Postman Paramasivam, while renovating his home in Ponnampalayam village, had carelessly thrown out one of the sacks in which he hid the mail.

A painfully thin boy in shorts was weeping inconsolably at a thatched shed at Ponnampalayam on December 24. “My mother has lost a precious job,” he whimpered.

The letter, stained by water and turned yellow by dirt, was posted by the revenue department office in nearby Sankagiri on April 3. It summoned Indira, a woman in her late 20s, to an interview for the village assistant’s post and asked her to bring her high-school certificates.

“My son found it among the dumped letters this morning,” Indira said.

“It’s not the usual kind of postal delay — we suffered because of one man,” a relative said.

Some of the undelivered letters relate to old-age pension, some are telephone bills or reminders to labourers to renew membership of a board without which they cannot receive state welfare. Many are arrears notices from banks, private hire-purchase firms and insurance companies.

Farmer Ponnusamy opened a soiled envelope to find a note from the Nedunkulam cooperative bank saying if he didn’t pay his arrears with interest by October 2006, the jewels he had deposited would be auctioned.

K. Uthirasamy of Ponnampalayam missed a September 2007 interview with the Murugappa Group in Chennai for a trainee’s job.

“Perhaps if you call them and explain about this errant postman, they might consider giving you another chance,” an elder advised the shell-shocked distance-learning student.

Paramasivam, suspended by the authorities and facing further action once a departmental probe ends, has gone into hiding after explaining he was overworked.

The man in his fifties has been the only postman for years at the sub-post office, housed in a tiled-roof, World War II-era building among green fields. He doubled as its sub-postmaster from January 2006 till last October before a woman sub-postmaster was appointed.

A group of boys playing near his home had found the abandoned sack. They carried away a handful of letters, delivering some at addresses they knew.

Postal department officials later found two more sackloads in the house. A senior official camped in the area for several days, distributing the old mail with the help of postmen brought from a nearby post office.

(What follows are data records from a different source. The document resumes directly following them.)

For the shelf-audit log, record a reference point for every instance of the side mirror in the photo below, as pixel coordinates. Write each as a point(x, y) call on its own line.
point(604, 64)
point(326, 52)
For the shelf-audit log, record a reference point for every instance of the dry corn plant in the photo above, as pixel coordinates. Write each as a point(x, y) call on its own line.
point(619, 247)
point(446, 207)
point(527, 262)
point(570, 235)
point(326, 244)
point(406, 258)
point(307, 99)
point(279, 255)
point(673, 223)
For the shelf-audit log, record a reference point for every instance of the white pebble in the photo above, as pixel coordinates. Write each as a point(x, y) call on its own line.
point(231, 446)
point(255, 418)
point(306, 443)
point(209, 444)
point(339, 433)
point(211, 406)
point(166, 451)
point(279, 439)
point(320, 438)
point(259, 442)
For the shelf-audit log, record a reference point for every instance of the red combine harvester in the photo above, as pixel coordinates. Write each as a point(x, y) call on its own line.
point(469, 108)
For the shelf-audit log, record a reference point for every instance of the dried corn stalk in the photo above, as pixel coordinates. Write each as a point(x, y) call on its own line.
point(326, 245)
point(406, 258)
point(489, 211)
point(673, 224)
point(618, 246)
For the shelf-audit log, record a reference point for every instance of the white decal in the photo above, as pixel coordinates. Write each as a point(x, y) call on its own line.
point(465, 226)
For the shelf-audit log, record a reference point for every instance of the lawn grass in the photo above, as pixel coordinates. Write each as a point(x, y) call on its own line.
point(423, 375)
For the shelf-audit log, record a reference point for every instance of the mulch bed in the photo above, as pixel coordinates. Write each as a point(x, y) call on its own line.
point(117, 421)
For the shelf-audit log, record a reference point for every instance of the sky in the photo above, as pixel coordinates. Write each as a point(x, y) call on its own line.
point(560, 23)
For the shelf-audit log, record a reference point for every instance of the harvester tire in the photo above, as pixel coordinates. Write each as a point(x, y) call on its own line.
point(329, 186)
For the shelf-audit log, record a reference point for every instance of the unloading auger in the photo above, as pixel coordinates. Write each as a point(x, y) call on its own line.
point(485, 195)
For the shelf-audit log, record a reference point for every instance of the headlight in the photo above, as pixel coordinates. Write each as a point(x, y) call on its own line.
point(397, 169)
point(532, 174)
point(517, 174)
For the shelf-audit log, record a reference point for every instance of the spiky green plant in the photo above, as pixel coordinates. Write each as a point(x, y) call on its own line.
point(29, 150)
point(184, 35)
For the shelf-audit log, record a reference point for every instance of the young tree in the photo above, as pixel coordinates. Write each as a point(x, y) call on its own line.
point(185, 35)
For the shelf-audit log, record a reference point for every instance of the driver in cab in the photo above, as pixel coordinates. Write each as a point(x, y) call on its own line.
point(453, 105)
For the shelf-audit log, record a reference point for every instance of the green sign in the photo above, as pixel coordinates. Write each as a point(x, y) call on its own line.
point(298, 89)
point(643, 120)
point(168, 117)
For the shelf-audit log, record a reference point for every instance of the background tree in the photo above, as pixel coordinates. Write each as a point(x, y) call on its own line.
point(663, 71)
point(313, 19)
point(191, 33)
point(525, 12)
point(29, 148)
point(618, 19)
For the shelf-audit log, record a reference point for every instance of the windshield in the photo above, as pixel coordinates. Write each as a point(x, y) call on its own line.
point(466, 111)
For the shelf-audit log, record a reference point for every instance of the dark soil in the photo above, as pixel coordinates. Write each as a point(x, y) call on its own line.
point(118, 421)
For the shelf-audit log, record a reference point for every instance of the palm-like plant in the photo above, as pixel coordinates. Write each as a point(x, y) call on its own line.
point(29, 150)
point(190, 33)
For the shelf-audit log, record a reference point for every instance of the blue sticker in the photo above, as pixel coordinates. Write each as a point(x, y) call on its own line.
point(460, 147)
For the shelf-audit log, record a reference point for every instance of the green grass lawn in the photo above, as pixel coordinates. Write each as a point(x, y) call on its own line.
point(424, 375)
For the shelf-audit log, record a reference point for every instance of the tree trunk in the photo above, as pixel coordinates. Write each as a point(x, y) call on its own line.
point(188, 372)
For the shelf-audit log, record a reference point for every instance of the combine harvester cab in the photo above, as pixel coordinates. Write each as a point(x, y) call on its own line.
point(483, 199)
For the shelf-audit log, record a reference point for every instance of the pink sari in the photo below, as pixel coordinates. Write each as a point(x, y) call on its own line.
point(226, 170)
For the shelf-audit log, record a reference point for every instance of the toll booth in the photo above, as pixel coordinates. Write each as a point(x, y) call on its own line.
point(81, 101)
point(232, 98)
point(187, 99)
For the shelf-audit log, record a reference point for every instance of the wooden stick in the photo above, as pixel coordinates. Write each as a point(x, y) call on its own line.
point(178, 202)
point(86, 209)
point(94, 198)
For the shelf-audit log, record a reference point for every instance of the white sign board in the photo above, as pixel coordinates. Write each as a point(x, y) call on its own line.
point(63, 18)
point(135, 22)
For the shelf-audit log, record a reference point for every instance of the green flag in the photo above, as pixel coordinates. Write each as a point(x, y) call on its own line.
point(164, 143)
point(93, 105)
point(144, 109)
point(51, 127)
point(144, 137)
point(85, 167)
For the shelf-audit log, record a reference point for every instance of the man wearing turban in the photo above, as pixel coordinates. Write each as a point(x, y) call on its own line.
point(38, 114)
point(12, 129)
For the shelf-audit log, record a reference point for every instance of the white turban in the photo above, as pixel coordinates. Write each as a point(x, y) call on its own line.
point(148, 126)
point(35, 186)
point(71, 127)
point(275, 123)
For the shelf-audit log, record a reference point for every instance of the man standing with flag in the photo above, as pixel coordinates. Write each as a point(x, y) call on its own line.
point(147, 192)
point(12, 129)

One of the recipients was C. Murugesan, who has missed his February 2007 interview with the Union HRD ministry’s Board of Apprenticeship Training, Chennai. “We found the letter in one of the sacks,” his mother Pappathi wept.

A State Bank of India ATM card, sent by registered post to Ananda Kumar of Kombukadu in July, was delivered at the end of December although the post office seal shows it reached Koneripatti in good time.

Knots of villagers huddled together, reading out their letters loudly as tears streamed down their cheeks.

The postal official said the problem started after January 2006 but some villagers claimed they had not received any letters for three years.

“It seems Paramasivam had a sadistic streak. Being the only sarkari hand in this village, he probably didn’t want anyone else to get a government job, or our children to rise socially with better education,” alleged Arumugam, a panchayat member at Koneripatti.

“Paramasivam once told a neighbour’s son, ‘Go and work in the fields, why do you need to study?’”

“Normally we learn about such lapses quickly enough, but here it seems to have been kept under wraps,” the postal official said. He said Paramasivam belonged to a powerful caste.

And sure enough, the postman has a few defenders, too. Some villagers said he delivered most of the money orders and pension documents. Others alleged he favoured a select group of households.

“You cannot really blame an overburdened man who has been working in the department for 21 years,” said P.A. Murugesan, a well-to-do farmer in Koneripatti.

“It’s no joke having to pedal 15km every day on his old bicycle across a semi-hilly terrain.”

Murugesan prefers to blame the postal department for failing to appoint a sub-postmaster for nearly two years. “Besides, I am not aware of anyone missing out on any major death news since there are cellphones now.”

But India’s telecom revolution couldn’t prevent one man from turning pin code 637107 into no-man’s-land for life’s vital business.